How to make these IO reads parallel and performant

Question

I have a list of files: List<string> Files in my C#-based WPF application.

Files contains ~1,000,000 unique file paths.

I ran a profiler on my application. When I try to do parallel operations, it's REALLY laggy because it's IO bound. It even lags my UI threads, despite not having dispatchers going to them (note the two lines I've marked down):

Files.AsParallel().ForAll(x =>
{
    char[] buffer = new char[0x100000];
    using (FileStream stream = new FileStream(x, FileMode.Open, FileAccess.Read)) // EXTREMELY SLOW
    using (StreamReader reader = new StreamReader(stream, true))
    {
        while (true)
        {
            int bytesRead = reader.Read(buffer, 0, buffer.Length); // EXTREMELY SLOW
            if (bytesRead <= 0)
            {
                break;
            }
        }
    }
}

These two lines of code take up ~70% of my entire profile test runs. I want to achieve maximum parallelization for IO, while keeping performance such that it doesn't cripple my app's UI entirely. There is nothing else affecting my performance. Proof: Using Files.ForEach doesn't cripple my UI, and WithDegreeOfParallelism helps out too (but, I am writing an application that is supposed to be used on any PC, so I cannot assume a specific degree of parallelism for this computation); also, the PC I am on has a solid-state hard disk. I have searched on StackOverflow, and have found links that talk about using asynchronous IO read methods. I'm not sure how they apply in this case, though. Perhaps someone can shed some light? Also; how can you tune down the constructor time of a new FileStream; is that even possible?
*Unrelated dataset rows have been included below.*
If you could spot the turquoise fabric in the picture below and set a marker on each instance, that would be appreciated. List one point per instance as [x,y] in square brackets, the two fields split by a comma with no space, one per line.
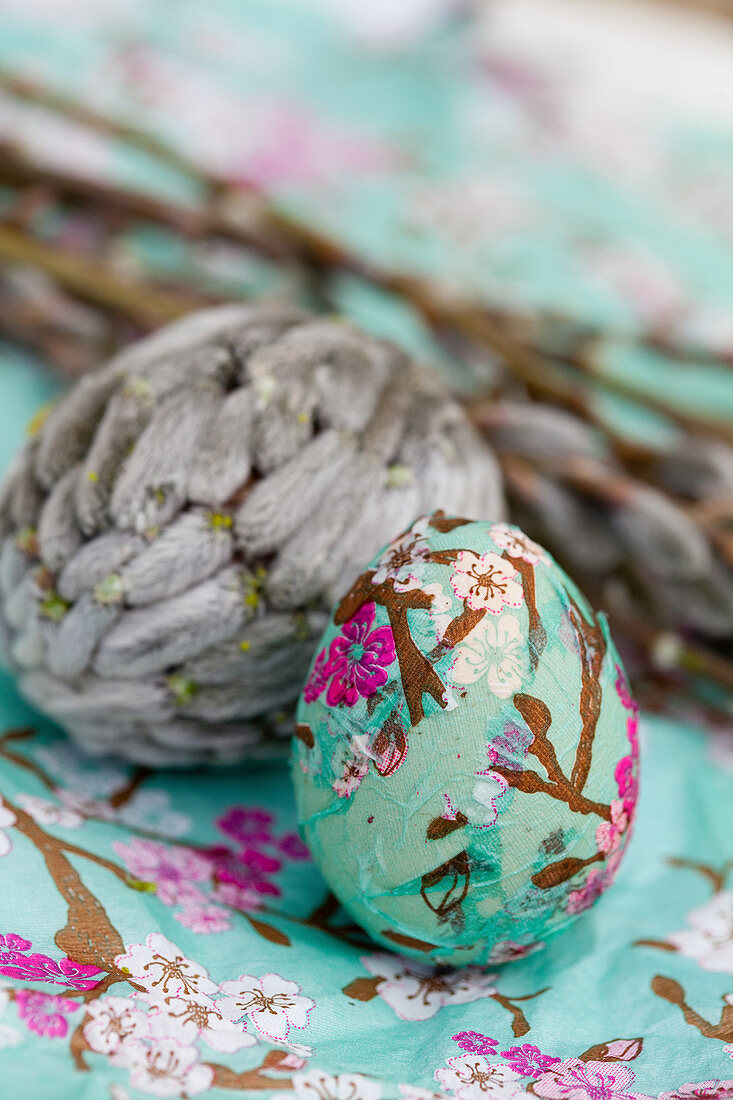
[115,883]
[466,766]
[163,934]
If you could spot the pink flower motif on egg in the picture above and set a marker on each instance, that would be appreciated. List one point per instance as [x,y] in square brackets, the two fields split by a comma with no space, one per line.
[358,661]
[609,834]
[487,582]
[351,766]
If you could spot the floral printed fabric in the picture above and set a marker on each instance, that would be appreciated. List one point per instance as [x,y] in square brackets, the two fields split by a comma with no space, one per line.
[467,757]
[165,935]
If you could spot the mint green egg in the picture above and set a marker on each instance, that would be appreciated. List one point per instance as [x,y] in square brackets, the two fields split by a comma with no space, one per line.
[466,761]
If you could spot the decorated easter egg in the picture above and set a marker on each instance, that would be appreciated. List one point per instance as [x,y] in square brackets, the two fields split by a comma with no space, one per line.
[466,757]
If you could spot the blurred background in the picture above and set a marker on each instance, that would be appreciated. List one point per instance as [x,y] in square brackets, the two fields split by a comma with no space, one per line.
[534,196]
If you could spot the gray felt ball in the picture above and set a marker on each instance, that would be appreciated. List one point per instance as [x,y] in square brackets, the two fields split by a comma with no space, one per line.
[172,537]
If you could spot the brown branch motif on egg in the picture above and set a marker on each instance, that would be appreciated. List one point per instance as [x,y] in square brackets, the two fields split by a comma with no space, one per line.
[419,677]
[406,648]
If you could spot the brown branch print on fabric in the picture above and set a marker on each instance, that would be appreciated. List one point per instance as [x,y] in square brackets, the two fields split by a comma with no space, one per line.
[441,980]
[88,936]
[671,991]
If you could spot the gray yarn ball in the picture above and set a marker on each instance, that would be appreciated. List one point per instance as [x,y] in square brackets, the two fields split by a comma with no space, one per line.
[172,538]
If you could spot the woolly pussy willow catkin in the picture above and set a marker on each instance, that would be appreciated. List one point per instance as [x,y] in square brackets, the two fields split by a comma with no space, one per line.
[175,531]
Edit: Well, here's something strange that I've noticed...the UI doesn't get crushed so bad when I swap Read for ReadAsync while still using AsParallel. Simply awaiting the task created by ReadAsync to finish causes my UI thread to maintain some degree of usability. I think this does some sort of asynchronous scheduling that is done in this method to maintain optimal disk usage while not crushing existing threads. And on that note, is there ever a chance that the operating system contends for existing threads to do IO, such as my application's UI thread? I seriously don't understand why its slowing my UI thread. Is the OS scheduling work from IO on my thread or something? Did they do something to the CLR to eat threads that haven't been explicitly affinated using Thread.BeginThreadAffinity or something? Memory is not an issue; I am looking at Task Manager and there is plenty.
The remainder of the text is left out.